Sunday, June 24, 2012

Small Business Accounting - How to Keep Good Business Records

Are you tired of scrambling at the last minute to get your financial records to your CPA? Or are you tired of wasting time trying to find an important invoice, or receipt? Or are you just fed up with being fined by the IRS, Worker's Comp, the State Employment or other agencies because you don't have your papers in order?

Then it is time you got organized.

Now I know that finding financial paperwork can be difficult, especially if you don't have a good system in place.

Or if you have the wrong system, you make it worst, by making it really hard for anyone in the business to locate any of your important papers.

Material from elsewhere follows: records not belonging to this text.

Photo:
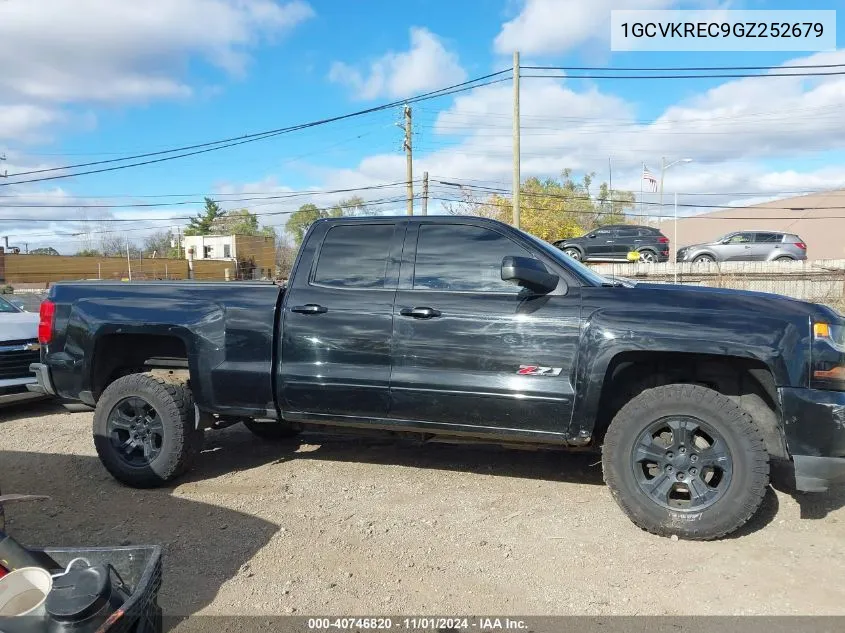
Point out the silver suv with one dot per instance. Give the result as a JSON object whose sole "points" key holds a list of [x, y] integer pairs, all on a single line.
{"points": [[746, 246]]}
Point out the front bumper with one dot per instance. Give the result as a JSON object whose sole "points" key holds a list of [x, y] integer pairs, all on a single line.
{"points": [[814, 425], [42, 384]]}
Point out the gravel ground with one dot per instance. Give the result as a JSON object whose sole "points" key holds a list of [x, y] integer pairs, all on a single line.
{"points": [[339, 525]]}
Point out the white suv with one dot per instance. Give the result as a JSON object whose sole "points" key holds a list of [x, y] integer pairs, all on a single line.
{"points": [[18, 348]]}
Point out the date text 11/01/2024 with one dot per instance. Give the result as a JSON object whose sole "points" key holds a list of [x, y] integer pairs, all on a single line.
{"points": [[417, 624]]}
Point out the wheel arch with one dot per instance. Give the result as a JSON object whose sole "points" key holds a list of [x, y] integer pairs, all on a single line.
{"points": [[749, 382], [117, 354]]}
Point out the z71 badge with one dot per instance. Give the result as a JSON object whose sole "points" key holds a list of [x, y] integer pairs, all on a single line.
{"points": [[536, 370]]}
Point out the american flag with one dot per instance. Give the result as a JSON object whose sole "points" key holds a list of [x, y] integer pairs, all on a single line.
{"points": [[649, 179]]}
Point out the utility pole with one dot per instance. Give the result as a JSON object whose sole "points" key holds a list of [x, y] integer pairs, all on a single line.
{"points": [[662, 174], [409, 160], [128, 261], [675, 237], [516, 177]]}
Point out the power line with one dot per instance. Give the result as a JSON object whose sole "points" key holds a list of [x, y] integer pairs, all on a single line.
{"points": [[212, 146], [160, 221], [278, 196], [682, 68], [688, 76]]}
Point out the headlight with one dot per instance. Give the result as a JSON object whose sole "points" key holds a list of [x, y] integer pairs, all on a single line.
{"points": [[828, 356]]}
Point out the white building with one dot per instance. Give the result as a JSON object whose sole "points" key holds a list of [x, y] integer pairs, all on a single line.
{"points": [[210, 246]]}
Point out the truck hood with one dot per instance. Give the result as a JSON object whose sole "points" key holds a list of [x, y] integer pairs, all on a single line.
{"points": [[17, 326], [704, 297]]}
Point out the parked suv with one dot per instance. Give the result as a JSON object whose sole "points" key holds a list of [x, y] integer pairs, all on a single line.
{"points": [[615, 241], [747, 246], [18, 349]]}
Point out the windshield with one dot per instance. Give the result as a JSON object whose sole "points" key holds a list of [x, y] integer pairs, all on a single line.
{"points": [[5, 306], [585, 272]]}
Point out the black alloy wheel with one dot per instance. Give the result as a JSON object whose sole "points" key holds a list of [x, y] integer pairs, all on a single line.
{"points": [[136, 431], [682, 463]]}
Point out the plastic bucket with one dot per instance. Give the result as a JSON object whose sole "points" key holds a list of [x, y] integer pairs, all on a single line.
{"points": [[23, 592]]}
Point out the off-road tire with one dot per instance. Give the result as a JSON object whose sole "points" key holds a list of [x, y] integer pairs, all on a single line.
{"points": [[750, 462], [272, 431], [182, 442]]}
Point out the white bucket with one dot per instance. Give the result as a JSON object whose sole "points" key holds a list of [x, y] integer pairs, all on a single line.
{"points": [[24, 591]]}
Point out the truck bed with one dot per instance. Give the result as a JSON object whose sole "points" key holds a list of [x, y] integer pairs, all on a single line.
{"points": [[227, 327]]}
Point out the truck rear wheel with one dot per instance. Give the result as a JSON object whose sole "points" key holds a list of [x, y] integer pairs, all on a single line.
{"points": [[685, 460], [271, 431], [144, 429]]}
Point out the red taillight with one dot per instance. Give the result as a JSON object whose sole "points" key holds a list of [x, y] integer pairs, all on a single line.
{"points": [[47, 312]]}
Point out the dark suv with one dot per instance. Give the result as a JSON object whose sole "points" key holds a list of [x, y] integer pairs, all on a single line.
{"points": [[615, 241]]}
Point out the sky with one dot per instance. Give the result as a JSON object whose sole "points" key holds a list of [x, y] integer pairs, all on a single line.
{"points": [[93, 80]]}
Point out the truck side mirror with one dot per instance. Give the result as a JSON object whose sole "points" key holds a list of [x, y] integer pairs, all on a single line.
{"points": [[528, 272]]}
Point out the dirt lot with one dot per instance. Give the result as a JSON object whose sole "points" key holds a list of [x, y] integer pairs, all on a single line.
{"points": [[339, 525]]}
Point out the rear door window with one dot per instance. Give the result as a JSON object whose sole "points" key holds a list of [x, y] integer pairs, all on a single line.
{"points": [[768, 238], [463, 258], [354, 256]]}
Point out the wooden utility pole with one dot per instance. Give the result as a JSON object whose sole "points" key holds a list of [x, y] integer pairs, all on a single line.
{"points": [[516, 177], [409, 160]]}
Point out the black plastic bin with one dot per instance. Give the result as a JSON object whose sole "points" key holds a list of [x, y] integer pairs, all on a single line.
{"points": [[140, 568]]}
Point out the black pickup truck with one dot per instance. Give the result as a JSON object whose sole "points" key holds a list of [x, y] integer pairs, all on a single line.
{"points": [[462, 328]]}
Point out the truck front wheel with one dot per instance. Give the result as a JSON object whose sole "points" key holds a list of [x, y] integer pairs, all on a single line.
{"points": [[685, 460], [144, 429]]}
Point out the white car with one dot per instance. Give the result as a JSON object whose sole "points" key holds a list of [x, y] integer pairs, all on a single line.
{"points": [[18, 348]]}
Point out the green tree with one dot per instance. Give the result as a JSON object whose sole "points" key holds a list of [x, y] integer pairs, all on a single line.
{"points": [[203, 222], [241, 222], [301, 219], [551, 208], [160, 245], [352, 206]]}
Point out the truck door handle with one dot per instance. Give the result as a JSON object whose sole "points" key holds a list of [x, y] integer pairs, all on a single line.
{"points": [[420, 313], [310, 308]]}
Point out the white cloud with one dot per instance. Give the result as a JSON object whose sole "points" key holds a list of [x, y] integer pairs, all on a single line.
{"points": [[732, 132], [546, 27], [555, 26], [90, 50], [21, 122], [425, 66], [56, 52]]}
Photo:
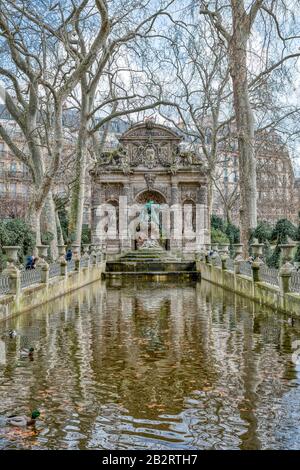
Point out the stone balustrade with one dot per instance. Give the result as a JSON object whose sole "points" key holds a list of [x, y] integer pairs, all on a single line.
{"points": [[21, 289], [278, 288]]}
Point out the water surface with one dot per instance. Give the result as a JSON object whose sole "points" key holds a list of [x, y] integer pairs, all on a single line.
{"points": [[151, 366]]}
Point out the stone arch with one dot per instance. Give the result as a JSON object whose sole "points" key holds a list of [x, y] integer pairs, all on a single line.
{"points": [[150, 194], [188, 201]]}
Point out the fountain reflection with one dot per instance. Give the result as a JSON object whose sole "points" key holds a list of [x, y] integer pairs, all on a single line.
{"points": [[152, 366]]}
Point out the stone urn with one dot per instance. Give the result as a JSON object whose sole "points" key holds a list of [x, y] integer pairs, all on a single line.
{"points": [[12, 253], [42, 251], [86, 248], [223, 248], [238, 250], [287, 253], [61, 250], [76, 250], [257, 250]]}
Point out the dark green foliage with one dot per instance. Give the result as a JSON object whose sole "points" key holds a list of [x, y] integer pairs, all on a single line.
{"points": [[46, 239], [232, 232], [16, 232], [263, 232], [86, 234], [282, 230], [217, 223], [63, 217], [217, 236], [223, 232], [273, 260]]}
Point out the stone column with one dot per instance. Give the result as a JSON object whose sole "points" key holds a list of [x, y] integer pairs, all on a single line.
{"points": [[42, 263], [124, 236], [203, 235], [175, 243], [62, 260], [11, 270], [86, 255], [238, 259], [257, 253], [76, 255]]}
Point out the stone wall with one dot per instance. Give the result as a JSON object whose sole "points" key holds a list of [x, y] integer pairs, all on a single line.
{"points": [[261, 292], [39, 294]]}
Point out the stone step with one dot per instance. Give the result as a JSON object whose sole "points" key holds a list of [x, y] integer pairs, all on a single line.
{"points": [[149, 266], [148, 274]]}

Well, here is a system you can use that will help you stay organized, so that you and your team can find your important financial paperwork in a jiffy - or when you really need them.

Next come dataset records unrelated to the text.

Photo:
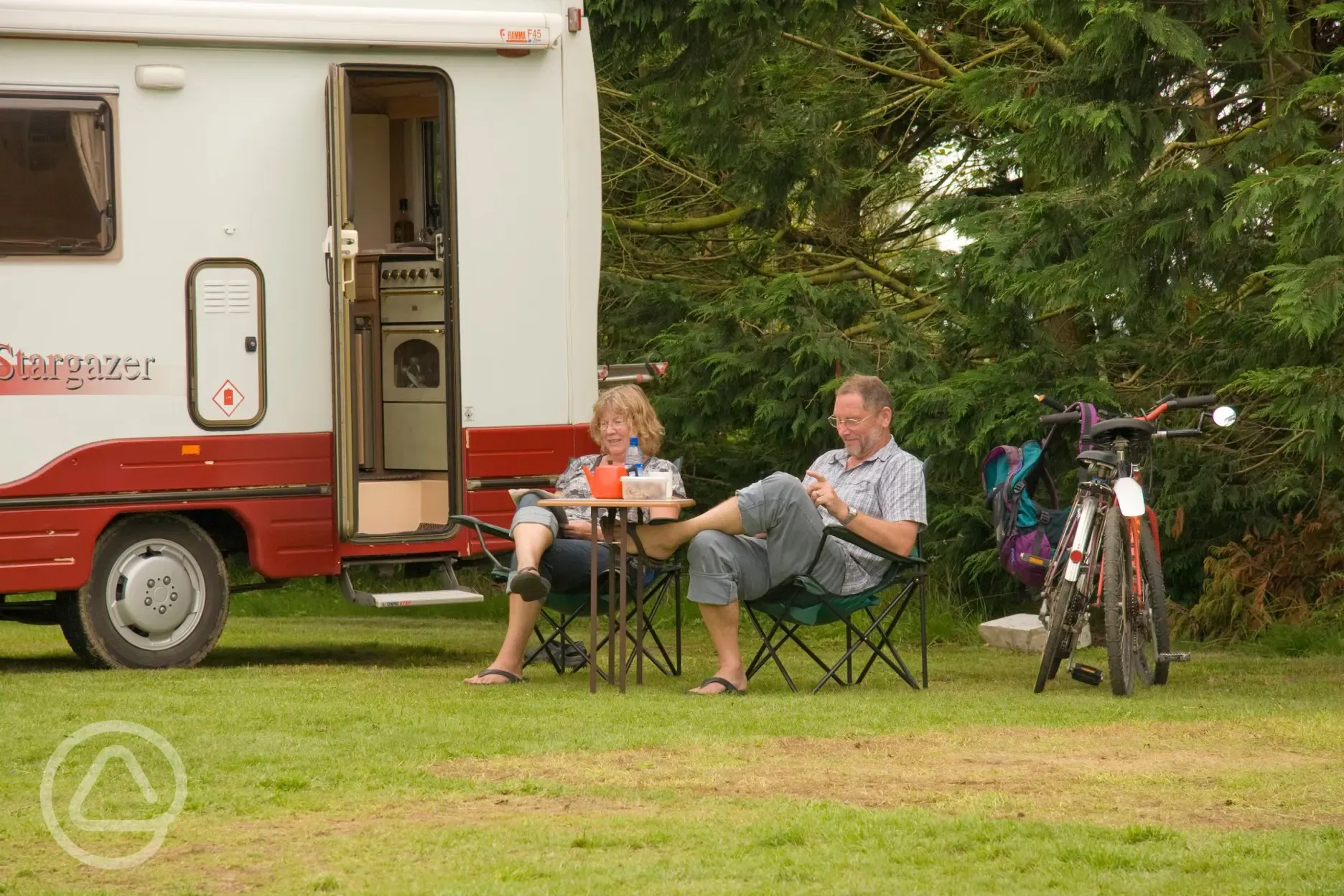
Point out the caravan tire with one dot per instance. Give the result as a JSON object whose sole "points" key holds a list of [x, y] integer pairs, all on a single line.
{"points": [[157, 597]]}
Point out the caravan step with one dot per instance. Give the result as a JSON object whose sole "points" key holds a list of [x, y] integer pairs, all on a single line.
{"points": [[420, 598], [453, 593]]}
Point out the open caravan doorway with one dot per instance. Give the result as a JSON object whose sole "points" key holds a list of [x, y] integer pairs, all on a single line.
{"points": [[397, 388]]}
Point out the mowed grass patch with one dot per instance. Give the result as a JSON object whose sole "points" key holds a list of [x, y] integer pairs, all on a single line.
{"points": [[345, 755], [1262, 774]]}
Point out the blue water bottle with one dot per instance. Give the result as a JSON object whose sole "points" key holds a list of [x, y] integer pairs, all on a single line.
{"points": [[635, 458]]}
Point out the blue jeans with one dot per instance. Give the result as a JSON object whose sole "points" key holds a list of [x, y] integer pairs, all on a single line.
{"points": [[566, 563]]}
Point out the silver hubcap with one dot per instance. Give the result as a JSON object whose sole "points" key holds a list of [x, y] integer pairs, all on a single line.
{"points": [[155, 594]]}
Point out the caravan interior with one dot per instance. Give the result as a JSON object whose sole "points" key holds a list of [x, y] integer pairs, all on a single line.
{"points": [[402, 317]]}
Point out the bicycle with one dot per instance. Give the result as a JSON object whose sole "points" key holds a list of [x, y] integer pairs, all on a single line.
{"points": [[1114, 564]]}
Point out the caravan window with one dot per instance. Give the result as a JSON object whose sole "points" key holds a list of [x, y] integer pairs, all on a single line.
{"points": [[57, 168]]}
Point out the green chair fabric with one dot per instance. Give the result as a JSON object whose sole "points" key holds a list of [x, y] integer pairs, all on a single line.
{"points": [[869, 621], [559, 610]]}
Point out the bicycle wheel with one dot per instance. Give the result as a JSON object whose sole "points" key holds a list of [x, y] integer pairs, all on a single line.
{"points": [[1151, 635], [1114, 597], [1051, 655]]}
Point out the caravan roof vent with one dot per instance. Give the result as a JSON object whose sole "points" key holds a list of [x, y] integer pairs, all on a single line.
{"points": [[160, 77]]}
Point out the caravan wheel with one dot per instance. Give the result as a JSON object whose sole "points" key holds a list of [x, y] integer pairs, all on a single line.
{"points": [[157, 597]]}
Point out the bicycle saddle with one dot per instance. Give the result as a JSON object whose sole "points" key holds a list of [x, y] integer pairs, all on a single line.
{"points": [[1123, 425], [1109, 458]]}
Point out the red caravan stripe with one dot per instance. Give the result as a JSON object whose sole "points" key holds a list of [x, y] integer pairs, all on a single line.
{"points": [[168, 465], [52, 549]]}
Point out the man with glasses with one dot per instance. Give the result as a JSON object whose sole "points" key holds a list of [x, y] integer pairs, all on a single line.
{"points": [[870, 487]]}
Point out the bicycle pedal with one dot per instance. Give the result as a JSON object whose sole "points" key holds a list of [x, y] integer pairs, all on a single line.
{"points": [[1086, 675]]}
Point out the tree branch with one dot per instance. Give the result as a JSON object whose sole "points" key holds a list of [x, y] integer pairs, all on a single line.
{"points": [[918, 45], [874, 66], [1219, 141], [684, 226], [1047, 41]]}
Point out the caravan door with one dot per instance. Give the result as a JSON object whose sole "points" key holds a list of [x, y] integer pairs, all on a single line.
{"points": [[342, 248]]}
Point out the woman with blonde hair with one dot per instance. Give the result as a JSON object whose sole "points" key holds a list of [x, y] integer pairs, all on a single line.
{"points": [[553, 550]]}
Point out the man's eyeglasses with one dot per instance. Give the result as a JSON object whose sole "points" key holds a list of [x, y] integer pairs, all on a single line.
{"points": [[849, 421]]}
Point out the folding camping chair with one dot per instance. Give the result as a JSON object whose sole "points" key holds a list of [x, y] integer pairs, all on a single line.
{"points": [[803, 602], [559, 610]]}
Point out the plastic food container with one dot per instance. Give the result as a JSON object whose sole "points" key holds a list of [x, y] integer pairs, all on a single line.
{"points": [[645, 488]]}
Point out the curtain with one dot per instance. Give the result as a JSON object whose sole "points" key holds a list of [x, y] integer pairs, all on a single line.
{"points": [[92, 146]]}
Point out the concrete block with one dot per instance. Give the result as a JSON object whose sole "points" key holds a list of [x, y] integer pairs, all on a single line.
{"points": [[1020, 632]]}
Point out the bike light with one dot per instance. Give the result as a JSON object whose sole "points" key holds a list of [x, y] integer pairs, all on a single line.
{"points": [[1129, 493]]}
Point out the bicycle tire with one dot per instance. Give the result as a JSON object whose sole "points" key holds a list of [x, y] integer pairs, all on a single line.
{"points": [[1114, 598], [1050, 657], [1154, 598]]}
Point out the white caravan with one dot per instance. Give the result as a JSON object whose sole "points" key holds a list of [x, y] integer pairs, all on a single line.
{"points": [[292, 280]]}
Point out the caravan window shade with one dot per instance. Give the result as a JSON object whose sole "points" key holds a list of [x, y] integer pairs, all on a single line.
{"points": [[57, 167]]}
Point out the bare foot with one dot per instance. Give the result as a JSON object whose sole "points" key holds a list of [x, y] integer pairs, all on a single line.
{"points": [[737, 676]]}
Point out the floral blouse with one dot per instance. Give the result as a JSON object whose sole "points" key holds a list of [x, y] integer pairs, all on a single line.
{"points": [[573, 484]]}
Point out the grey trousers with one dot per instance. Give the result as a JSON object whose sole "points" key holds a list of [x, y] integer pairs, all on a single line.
{"points": [[739, 567]]}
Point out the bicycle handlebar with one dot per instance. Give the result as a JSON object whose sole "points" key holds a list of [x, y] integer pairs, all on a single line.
{"points": [[1194, 401], [1050, 402]]}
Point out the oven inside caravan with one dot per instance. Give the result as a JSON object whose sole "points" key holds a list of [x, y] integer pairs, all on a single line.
{"points": [[402, 322]]}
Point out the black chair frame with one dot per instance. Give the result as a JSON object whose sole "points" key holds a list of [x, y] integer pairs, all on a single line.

1. File paid bills, canceled checks and/or bank statements, and other business documents where you can easily find them. Some people use manila folders or an accordion file divided into types of expenses, i.e. "car', "utilities", "entertainment", and so on.

2. At a minimum, stuff receipts in the proper folders throughout the year and total them up at tax time. Staple the adding machine tape to each folder or stack of receipts. If this works, good for you!

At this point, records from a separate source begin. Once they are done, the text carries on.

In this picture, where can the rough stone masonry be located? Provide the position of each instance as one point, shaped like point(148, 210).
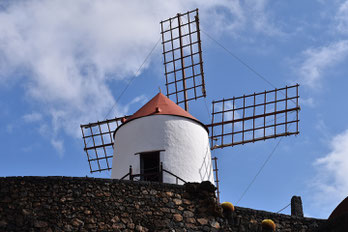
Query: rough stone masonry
point(90, 204)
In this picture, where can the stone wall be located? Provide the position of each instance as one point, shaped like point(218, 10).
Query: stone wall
point(89, 204)
point(250, 220)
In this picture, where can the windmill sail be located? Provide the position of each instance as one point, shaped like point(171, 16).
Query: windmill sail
point(254, 117)
point(98, 141)
point(182, 52)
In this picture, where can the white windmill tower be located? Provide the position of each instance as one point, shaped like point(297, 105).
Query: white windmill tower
point(164, 142)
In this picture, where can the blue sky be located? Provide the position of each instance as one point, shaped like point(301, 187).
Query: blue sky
point(65, 64)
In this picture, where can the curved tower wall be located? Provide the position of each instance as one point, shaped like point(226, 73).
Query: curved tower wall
point(184, 146)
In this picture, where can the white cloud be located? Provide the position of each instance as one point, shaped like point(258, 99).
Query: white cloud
point(317, 60)
point(33, 117)
point(342, 18)
point(65, 54)
point(260, 19)
point(331, 182)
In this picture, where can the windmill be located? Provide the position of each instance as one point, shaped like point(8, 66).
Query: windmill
point(234, 121)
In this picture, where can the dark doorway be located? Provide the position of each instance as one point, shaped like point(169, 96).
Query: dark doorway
point(150, 166)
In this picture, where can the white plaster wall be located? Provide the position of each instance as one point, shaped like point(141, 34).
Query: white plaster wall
point(184, 141)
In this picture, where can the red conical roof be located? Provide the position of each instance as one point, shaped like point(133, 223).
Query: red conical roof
point(160, 105)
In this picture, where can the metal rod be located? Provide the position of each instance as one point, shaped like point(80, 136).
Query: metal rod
point(260, 93)
point(84, 141)
point(95, 149)
point(200, 53)
point(243, 122)
point(257, 128)
point(182, 63)
point(286, 107)
point(251, 117)
point(257, 139)
point(171, 36)
point(264, 112)
point(217, 179)
point(275, 109)
point(105, 153)
point(254, 118)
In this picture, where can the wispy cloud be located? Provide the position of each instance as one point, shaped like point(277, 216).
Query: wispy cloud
point(342, 18)
point(331, 179)
point(66, 54)
point(32, 117)
point(317, 60)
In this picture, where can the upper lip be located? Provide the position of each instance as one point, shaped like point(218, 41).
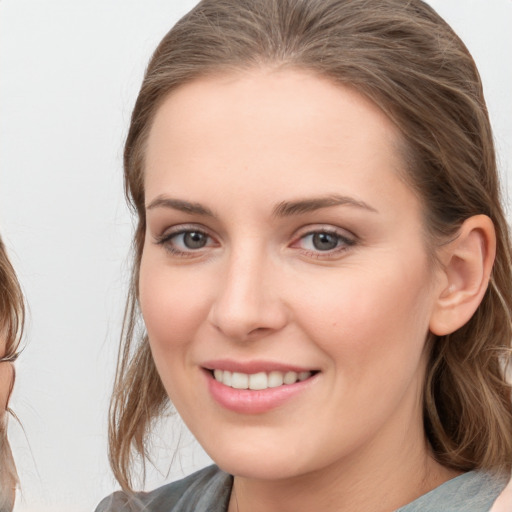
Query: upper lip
point(251, 367)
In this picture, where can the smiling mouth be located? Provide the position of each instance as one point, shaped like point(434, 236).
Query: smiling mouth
point(261, 380)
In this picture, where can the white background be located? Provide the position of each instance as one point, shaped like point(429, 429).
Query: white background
point(69, 75)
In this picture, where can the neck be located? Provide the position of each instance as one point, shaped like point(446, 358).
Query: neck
point(390, 473)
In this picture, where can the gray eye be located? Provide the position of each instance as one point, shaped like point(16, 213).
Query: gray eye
point(325, 241)
point(194, 240)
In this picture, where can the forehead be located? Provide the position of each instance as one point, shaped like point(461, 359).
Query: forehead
point(272, 131)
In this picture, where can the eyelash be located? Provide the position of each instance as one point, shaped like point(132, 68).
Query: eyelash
point(165, 240)
point(343, 242)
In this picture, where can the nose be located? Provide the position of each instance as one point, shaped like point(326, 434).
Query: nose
point(247, 305)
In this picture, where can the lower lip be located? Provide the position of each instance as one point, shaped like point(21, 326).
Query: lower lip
point(246, 401)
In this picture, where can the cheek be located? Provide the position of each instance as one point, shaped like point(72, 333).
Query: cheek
point(170, 304)
point(370, 321)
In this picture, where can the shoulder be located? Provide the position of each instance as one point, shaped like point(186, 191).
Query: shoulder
point(475, 491)
point(206, 490)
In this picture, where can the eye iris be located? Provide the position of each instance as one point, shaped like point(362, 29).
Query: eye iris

3. An adequate record-keeping system for a small business typically includes:

- Check register - preferably from a separate bank account for your business.

- Summary of receipts of gross income - totaled either daily, weekly, or monthly.

- Monthly summary listing of expenses.

- Disbursements record (check register or actual expense journal) showing payments of bills.

- Asset purchase listing (equipment, vehicles, real estate used in business), and employee compensation records (if you have workers).

4. Every time you spend money in the business (or once a week or month), note in your records the following:

- A brief description of the business purpose of the transaction (office rent, new stapler, gas, etc.).

- The amount.

- The date, and

- Whom you paid (Chevron, Kinko's).

5. Keep all business records for at least six years, then make sure to properly destroy any sensitive information before disposal. You may elect to keep records longer, but the minimum required by the IRS is 6 years.

Now, this is a minimal system for a small business, especially in start-up phase. As the business grows, it will need to migrate to a more structured accounting system to track their financial records.